Quelle est la région où les besoins sont les plus importants ?
Presque toutes les régions parce que les enfants représentent la moitié de la population syrienne. Au Liban, dans les camps, en Turquie, dans les camps érigés le long de la frontière, partout, le besoin est grand, partout où il n’y a pas accès aux écoles officielles. En Syrie, ces zones où il n’y a pas d’éducation ont d’autant plus besoin de projets éducatifs parce qu’il s’agit de régions plus sécurisées et donc où il y a le plus d’enfants, mais où il n’y a aucun service. Pas d’accès à l’électricité, à l’eau, et pas d’éducation. Le système de santé est déplorable, comme à Idleb où il y a seulement deux hôpitaux maintenant, et ils ne sont pas en bon état. Le meilleur service actuellement à Idleb est l’éducation. Ils se servent encore des écoles mais elles sont menacées par les bombardements menés sur la ville. Donc certains parents envoient leurs enfants à l’école d’autres ont très peur et préfèrent qu’il n’y aillent pas. Dans la région d’Idleb, il y a 6 000 profs disponibles mais il est parfois difficile de faire venir les enfants à l’école à cause des bombardements.

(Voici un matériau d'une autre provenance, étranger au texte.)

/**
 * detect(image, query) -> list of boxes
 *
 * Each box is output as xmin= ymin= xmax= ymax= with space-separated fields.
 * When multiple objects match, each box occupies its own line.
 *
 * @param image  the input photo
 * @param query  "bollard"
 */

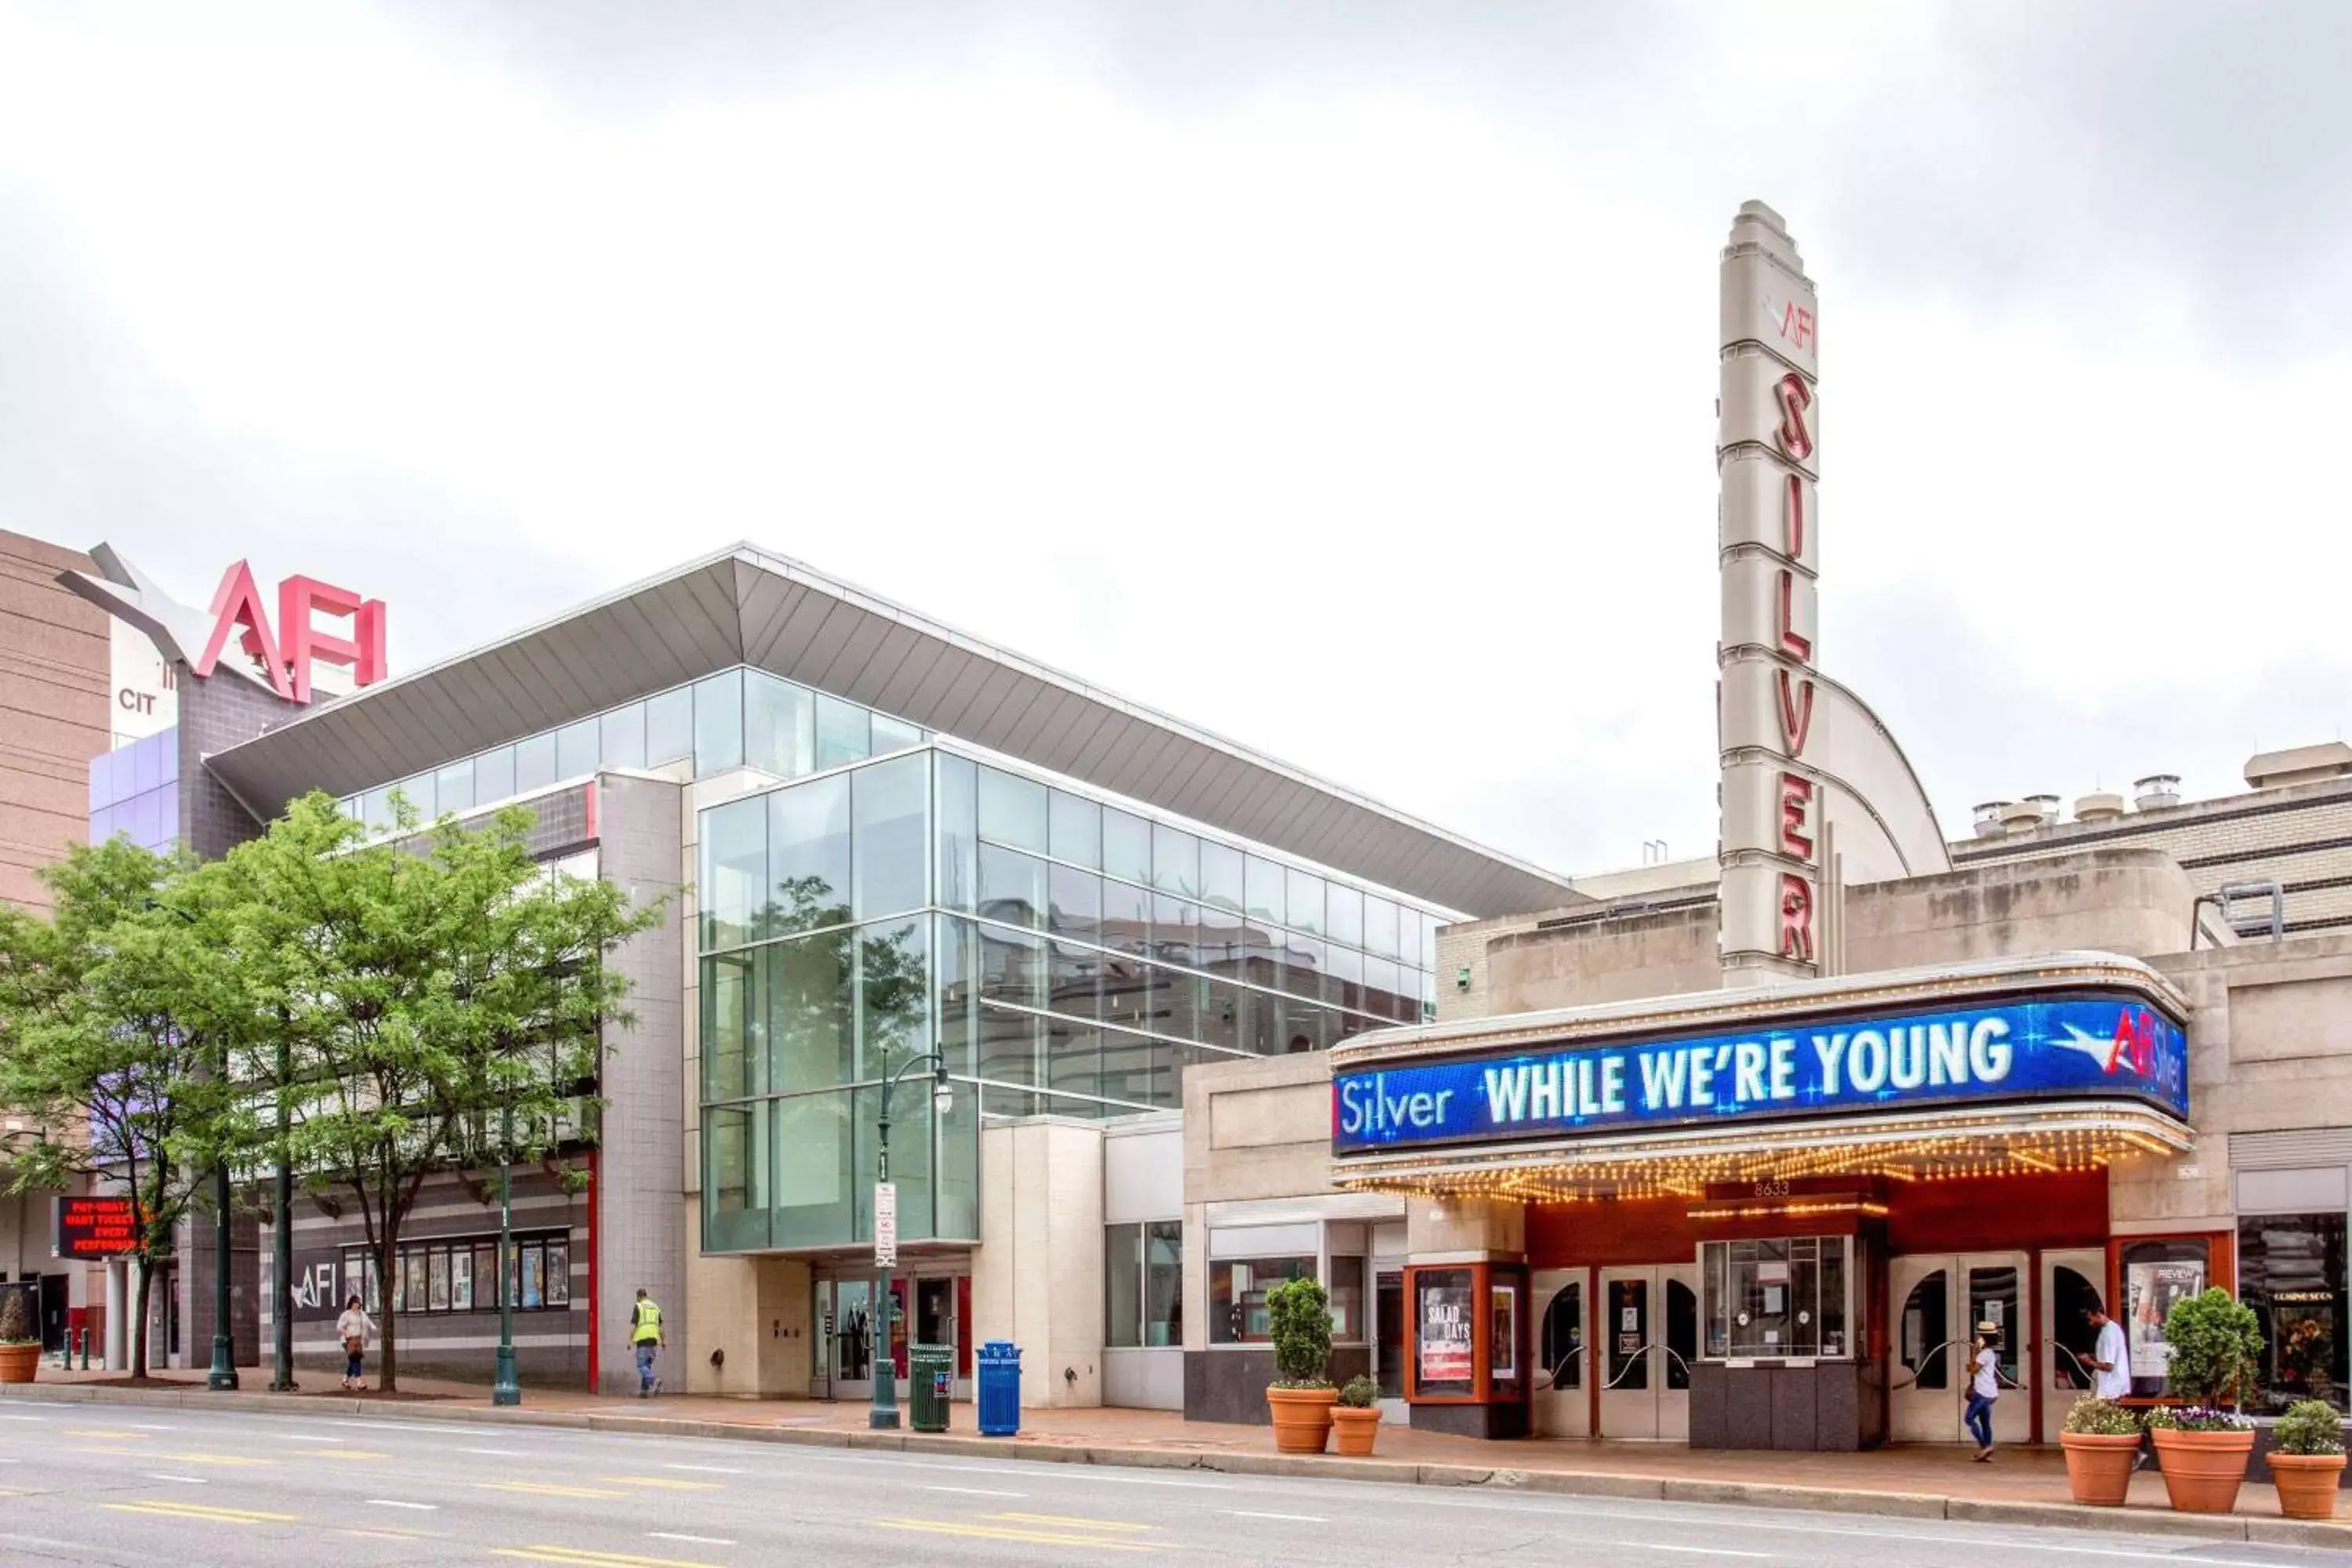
xmin=79 ymin=1327 xmax=90 ymax=1371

A quelle tranche d’âge enseignez-vous ?
On enseigne pour les enfants de 6 à 18 ans. Et nous avons une sorte de crèche. Pour les 15-18 ans on leur fait des cours de soutien scolaire en maths et en sciences. Ils ont besoin de ça après les cours car les cours ont lieu le matin de 8 à 11h et ils viennent dans notre centre après. Ils ont des cours le matin car il y a moins de chance d’être bombardé entre 8 et 11h le matin, c’est comme ça dans les zones rebelles. Mais parfois le régime bombarde le matin car il sait que les enfants sont à l’école.

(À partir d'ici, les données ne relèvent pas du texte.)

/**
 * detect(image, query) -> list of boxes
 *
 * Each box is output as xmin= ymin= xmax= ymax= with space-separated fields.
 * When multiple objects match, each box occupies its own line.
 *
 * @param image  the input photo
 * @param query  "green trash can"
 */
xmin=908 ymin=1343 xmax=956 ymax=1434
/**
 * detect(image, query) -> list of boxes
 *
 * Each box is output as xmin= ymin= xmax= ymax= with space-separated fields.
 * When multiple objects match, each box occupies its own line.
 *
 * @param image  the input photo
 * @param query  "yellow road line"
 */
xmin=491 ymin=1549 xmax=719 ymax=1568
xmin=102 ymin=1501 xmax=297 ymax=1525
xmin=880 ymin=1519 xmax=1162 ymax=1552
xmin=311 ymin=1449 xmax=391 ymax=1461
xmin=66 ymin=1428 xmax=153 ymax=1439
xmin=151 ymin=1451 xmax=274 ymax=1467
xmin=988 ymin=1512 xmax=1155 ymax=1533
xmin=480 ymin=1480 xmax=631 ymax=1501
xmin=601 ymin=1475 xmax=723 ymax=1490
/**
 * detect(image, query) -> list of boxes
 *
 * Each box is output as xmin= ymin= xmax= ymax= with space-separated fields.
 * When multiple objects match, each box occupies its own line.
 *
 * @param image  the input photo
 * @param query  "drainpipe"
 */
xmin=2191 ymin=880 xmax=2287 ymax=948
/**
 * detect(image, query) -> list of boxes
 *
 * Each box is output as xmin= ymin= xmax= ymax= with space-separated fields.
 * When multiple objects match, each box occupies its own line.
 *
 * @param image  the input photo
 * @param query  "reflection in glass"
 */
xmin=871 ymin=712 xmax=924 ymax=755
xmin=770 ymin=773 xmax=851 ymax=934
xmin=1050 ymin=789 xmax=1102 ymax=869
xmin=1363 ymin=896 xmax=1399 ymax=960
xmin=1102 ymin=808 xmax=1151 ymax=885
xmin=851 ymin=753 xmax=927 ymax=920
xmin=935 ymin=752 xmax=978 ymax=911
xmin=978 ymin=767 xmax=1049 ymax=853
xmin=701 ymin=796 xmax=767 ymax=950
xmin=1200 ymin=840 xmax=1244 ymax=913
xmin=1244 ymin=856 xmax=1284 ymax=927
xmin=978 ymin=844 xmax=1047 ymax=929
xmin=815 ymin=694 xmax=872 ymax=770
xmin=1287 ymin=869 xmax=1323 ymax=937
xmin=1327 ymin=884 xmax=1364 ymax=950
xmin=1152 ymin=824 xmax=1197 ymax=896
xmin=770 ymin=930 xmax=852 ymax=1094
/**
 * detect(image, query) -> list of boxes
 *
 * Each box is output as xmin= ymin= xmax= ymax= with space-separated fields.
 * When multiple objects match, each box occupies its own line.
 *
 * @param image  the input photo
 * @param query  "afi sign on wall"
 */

L’armée syrienne prend pour cible les écoles encore maintenant ?
Oui et ils ont fait un massacre au début de l’année. Ils ont bombardé deux grosses écoles, 35 enfants sont morts dans le village de Hass dans la région d’Idleb.

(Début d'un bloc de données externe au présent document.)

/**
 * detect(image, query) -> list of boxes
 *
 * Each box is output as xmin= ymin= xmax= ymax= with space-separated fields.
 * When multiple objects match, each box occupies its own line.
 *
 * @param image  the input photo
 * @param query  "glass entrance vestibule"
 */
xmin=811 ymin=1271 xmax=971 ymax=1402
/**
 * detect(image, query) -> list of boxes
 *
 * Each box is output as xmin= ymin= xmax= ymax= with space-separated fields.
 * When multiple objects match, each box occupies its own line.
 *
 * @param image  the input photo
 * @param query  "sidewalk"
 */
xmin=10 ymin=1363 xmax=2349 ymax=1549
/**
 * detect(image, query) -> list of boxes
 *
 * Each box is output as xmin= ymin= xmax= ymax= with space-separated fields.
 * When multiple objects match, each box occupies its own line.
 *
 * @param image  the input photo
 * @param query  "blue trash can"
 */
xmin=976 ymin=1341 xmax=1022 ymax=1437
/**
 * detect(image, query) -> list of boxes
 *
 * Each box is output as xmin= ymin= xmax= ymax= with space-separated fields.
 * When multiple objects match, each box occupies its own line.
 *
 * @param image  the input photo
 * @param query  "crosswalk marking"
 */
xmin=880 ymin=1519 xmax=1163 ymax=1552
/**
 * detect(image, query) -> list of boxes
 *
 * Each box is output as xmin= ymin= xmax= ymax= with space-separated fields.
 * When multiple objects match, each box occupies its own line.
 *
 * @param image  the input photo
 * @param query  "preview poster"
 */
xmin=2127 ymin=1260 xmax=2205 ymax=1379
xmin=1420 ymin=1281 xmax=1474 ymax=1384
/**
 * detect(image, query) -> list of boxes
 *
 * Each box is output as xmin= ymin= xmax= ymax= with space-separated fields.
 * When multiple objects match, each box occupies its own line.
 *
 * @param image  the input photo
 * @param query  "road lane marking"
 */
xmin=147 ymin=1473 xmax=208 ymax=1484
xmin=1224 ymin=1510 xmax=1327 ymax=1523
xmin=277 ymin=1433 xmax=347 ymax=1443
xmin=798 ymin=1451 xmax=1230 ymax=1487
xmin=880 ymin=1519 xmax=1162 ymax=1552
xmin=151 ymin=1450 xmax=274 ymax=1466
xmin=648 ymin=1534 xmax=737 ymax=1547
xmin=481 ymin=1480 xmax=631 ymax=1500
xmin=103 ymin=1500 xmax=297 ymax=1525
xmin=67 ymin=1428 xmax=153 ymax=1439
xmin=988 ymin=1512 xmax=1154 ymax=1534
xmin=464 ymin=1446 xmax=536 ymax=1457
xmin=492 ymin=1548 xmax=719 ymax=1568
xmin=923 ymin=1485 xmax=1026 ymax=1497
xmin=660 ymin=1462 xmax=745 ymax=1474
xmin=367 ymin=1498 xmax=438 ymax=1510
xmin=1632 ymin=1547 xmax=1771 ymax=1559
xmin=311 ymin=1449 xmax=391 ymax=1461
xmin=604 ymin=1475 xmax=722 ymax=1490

Que font les jeunes de 16 à 18 ans qui sont nombreux en Syrie ?
Une partie d’entre eux va au combat, d’autres vont dans l’armée syrienne car ils nous disent qu’il ne peuvent pas aller à l’université ou travailler et l’armée paie 100 dollars par mois. Ils l’utilisent comme un travail mais pas pour « défendre la nation du terrorisme » discours erroné du régime. J’en connais même dans ma famille qui s’engagent dans l’armée pour avoir un salaire, pour 100 dollars par mois. D’autres font du « business » dans différents secteurs, et parfois ils partent pour continuer leurs affaires dans le pays d’à coté. A Idleb on a encore une université.
C’est pourquoi des ONG européennes et américaines ont commencé à proposer des cours complets en finances, management, design pour média, le tout par internet. Ils se coordonnent avec des instituts européens ou américains qui enseignent par internet. Au bout d’un an, ils leurs donnent ensuite un diplôme, surtout en communication, ou pour travailler dans des ONGs en tant que directeur, coordinateur, ou manager de projet et ils utilisent principalement l’anglais. Moi-même j’ai dans l’idée d’ouvrir un institut à Idleb pour former des jeunes de 18 à 20 ans à différents métiers.